How and why this hasn't crossed my threshold before, I don't know. In out house we have an avid poetry reader (age 8) who has read and reread all of Shel Silverstien's oeuvre, most if not all Jack Prelutsky's offerings, a good deal of James Stevenson's corn, a much-loved Karla Kuskin collection, a handful of Douglas Florian's imaginings and a variety of others. Her love of a particular Silverstien poem - The Rain in my Head -- is bolstered by her having memorized it back in kindergarden and to this day is still her favorite poem to recite.

It would seem that in all of her scouring of the poetry shelves we'd have seen this offering by X. J. Kennedy. It has the same feel a Silverstien collection with poems designed to entertain and illustrations to match. The poems are grouped (some more loosely than others) by subjects kids generally enjoy: far-out families, giants and dinosaurs, unlikely doings, and so on.

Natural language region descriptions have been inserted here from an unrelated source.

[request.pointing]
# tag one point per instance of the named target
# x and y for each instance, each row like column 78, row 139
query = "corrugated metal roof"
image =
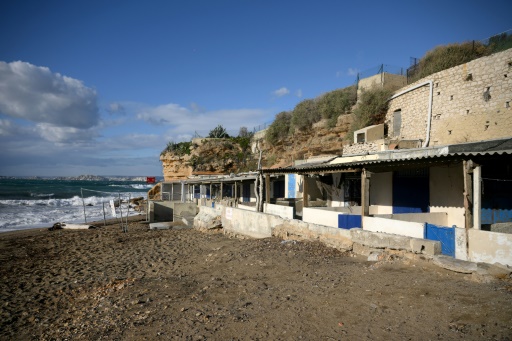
column 393, row 158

I stumbled onto this while shopping for the holidays, so I'm hoping my 8 year old poetess hasn't already read it, but even if she has poetry are the books she returns to over and over. It's one of those things kids do that somehow gets lost in the transition into adulthood. It's one of those mysteries I ponder, why it is that we drink in poetry as kids when we know nothing of poetic forms and structure, but feel as adults that we can't "understand" poetry because we feel a certain need to appreciate it on some higher level. Same problem with art museums I fear, but I digress.

In reading through the book I was sold once I reached a poem called "Italian Noodles":
Whenever I
Eat ravioli
I fork it fast
And chew it slowli
The poem's other rhymes follow suit: spaghetti/rhetti, ziti/priti, pasta/fasta (and the less impressive lasanga/on ya) and it's that love of goofy language that flies well in this house.